Using Optogenetic Phasic Dopamine Stimulation to Train Mice in the Task (A) Schematic coronal section of the mouse brain (at the bregma, 3.1 mm) showing ventral tegmental area (VTA) and fiber optics implanted above VTA to elicit release of dopamine (DA). (B) Confocal images showing expression of ChR2-EYFP (green) in TH⁺ (DA) neurons (red) and overlay showing both (yellow). The bars quantify the specificity of expression, showing statistics of ChR2-EYFP and TH⁺ expression in midbrain neurons (n = 1,460 neurons counted in 121 confocal images acquired from 11 mice). (C) Stability of ChR2 expression in DAergic neurons (n = 11 mice). (D) Rapid learning of the task in 3 mice receiving DA stimulation as a reward. Red and orange lines show rapid increase in the performance of naive mice that were solely trained with optogenetic DA stimulation. Blue curves show results for mice that trained with water reward (median and quartile ranges, replotted from Figure 1). (E) Same as in (D), as a function of training day. (F) Psychometric function obtained from example animal (orange line in C and D) on the 12^th day of behavioral training. Error bars show 95% binomial confidence intervals. (G) Mean trials per day of mice receiving DA stimulation (red) compared to water reward (blue). Error bars represent SEM (smaller than the dot for water reward).

Figure 6

Extension of the 2AUC Task to the Study of Contrast Discrimination (A) Stimulus conditions used in the discrimination task.
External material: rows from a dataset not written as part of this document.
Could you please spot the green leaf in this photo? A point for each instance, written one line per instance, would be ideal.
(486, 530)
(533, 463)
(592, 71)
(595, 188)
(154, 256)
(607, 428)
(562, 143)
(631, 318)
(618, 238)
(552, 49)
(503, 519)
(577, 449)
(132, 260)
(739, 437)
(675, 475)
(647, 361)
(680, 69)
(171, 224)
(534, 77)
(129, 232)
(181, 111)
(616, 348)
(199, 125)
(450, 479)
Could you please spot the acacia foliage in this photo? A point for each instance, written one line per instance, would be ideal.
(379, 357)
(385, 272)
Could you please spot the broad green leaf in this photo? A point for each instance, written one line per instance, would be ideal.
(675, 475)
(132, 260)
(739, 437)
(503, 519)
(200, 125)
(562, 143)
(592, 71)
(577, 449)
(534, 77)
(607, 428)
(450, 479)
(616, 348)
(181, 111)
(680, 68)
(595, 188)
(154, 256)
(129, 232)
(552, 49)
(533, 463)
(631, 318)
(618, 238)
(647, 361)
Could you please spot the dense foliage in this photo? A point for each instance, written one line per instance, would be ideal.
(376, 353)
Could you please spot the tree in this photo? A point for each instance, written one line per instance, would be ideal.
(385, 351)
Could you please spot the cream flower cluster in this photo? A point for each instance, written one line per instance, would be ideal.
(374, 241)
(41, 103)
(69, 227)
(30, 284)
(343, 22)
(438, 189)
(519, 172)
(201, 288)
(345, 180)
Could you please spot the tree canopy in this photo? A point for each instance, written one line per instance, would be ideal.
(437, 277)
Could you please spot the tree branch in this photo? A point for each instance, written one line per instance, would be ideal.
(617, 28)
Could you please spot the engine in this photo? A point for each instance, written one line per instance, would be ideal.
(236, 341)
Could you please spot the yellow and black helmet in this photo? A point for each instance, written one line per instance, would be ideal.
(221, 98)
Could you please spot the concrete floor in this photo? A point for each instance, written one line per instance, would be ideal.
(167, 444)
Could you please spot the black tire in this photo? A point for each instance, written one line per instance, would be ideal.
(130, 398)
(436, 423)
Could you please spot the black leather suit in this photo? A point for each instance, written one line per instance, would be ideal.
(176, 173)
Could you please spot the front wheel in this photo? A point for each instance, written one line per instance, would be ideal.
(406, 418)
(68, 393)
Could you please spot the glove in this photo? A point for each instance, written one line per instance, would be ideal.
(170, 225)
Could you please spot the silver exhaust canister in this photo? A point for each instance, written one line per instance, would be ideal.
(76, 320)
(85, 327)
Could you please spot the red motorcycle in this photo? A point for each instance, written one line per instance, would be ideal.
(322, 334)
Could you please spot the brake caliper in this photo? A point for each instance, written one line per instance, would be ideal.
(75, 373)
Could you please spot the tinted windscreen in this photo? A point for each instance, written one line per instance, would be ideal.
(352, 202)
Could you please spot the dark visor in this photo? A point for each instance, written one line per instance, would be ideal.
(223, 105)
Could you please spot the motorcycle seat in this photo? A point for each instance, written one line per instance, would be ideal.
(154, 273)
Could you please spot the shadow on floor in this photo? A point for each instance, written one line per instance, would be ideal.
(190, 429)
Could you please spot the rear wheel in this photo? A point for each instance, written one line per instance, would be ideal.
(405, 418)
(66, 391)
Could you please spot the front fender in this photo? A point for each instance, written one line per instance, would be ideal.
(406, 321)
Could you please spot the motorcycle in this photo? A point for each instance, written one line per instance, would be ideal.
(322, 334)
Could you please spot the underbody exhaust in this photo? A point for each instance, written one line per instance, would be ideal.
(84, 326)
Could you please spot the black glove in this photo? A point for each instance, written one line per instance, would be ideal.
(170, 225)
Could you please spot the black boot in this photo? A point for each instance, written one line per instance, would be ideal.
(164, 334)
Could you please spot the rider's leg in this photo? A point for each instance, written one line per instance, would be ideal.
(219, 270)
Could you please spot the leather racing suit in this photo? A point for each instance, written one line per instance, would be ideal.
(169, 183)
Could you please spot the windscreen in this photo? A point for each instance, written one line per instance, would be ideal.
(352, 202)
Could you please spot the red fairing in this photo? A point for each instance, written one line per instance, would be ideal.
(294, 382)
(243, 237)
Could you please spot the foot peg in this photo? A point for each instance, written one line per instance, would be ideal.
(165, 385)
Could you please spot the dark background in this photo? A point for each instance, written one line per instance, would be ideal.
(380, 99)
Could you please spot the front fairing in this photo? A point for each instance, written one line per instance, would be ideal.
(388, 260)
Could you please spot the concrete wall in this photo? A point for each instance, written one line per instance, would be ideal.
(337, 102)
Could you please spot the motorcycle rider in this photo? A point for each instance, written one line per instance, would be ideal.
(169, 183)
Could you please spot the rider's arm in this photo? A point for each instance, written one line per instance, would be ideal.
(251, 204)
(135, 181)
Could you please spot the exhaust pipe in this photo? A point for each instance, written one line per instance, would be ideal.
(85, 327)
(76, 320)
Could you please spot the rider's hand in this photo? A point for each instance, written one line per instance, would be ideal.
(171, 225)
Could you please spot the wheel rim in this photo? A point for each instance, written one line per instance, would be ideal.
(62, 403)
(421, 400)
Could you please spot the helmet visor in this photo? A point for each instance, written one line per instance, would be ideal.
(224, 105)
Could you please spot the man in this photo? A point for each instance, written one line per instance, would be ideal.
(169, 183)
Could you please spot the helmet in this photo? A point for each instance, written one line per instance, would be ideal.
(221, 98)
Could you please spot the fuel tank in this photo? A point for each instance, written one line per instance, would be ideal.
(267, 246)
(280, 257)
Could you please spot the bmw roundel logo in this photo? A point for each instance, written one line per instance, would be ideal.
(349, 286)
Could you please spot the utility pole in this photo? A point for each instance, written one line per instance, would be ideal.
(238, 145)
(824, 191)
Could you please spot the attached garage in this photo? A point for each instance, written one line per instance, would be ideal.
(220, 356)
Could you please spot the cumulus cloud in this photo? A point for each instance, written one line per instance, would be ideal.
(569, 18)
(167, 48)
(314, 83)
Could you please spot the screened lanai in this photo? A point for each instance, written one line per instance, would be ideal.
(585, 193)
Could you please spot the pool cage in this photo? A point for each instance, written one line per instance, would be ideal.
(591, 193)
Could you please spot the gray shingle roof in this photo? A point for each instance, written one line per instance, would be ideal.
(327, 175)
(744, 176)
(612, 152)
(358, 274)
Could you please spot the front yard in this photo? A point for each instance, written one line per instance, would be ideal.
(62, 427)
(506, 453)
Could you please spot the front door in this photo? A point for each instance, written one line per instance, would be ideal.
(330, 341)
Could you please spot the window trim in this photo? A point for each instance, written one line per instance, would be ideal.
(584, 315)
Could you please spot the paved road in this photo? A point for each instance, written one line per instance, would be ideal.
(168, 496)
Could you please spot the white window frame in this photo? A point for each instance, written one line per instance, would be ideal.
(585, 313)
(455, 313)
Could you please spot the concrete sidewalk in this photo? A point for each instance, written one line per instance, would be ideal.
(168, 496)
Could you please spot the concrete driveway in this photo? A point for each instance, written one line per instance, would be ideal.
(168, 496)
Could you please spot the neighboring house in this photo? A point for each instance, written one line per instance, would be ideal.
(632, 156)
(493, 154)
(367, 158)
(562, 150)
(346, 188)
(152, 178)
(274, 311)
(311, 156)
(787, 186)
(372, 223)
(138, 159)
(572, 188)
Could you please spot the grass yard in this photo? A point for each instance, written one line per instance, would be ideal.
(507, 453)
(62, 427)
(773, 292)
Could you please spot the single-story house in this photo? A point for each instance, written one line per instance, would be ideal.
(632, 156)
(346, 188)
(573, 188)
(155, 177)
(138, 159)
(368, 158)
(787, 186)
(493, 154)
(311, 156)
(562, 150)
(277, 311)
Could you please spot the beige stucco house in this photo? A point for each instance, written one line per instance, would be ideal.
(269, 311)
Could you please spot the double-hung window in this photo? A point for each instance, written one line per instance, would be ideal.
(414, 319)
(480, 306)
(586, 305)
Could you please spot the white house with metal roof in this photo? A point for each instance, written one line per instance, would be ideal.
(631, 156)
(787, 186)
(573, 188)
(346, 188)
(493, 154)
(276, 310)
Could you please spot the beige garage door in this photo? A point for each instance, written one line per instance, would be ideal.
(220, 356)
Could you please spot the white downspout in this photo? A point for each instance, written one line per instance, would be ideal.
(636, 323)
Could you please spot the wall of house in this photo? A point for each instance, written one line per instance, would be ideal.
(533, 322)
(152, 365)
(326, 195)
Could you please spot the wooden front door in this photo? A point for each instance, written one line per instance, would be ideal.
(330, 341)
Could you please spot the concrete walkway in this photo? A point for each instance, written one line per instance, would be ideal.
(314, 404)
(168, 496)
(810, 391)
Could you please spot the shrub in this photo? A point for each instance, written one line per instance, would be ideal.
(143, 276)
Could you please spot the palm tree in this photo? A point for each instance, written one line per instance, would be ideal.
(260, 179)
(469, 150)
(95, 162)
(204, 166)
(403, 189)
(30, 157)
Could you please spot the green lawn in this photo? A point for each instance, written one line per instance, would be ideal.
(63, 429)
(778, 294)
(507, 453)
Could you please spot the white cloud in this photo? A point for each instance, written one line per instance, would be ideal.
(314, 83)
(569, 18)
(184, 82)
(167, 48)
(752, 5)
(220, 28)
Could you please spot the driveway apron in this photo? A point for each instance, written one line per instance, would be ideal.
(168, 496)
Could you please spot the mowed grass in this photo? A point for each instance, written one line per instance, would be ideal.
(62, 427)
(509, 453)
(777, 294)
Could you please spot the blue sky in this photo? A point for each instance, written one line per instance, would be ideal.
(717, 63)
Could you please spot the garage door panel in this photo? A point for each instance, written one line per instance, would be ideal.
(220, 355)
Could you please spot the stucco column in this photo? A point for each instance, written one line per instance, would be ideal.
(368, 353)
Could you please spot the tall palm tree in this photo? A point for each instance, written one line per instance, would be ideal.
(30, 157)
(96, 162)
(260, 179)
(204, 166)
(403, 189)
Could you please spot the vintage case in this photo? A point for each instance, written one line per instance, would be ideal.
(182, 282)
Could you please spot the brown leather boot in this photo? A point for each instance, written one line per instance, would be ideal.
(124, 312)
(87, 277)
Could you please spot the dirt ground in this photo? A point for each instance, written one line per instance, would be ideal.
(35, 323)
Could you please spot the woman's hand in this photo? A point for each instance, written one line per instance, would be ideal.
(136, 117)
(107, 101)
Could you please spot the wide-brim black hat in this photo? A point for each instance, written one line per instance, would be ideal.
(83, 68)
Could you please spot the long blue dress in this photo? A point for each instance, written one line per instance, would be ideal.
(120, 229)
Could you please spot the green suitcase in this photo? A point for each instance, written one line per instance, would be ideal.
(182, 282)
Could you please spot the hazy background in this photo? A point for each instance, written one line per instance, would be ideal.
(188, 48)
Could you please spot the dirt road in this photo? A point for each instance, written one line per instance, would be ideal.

Gratings are presented on both sides and the mouse is rewarded for choosing the side with the highest contrast, or opting for no-go if both contrasts are zero. (B) Psychometric data from 1 mouse. Panels show left choices, no-go choices, and right choices, as a function of the difference between left and right contrast (c_R-c_L). Colors indicate the pedestal contrast, i.e., the minimum contrast present on the screen, min(c_L,c_R). (C and D) Same as in (B) for 2 more mice.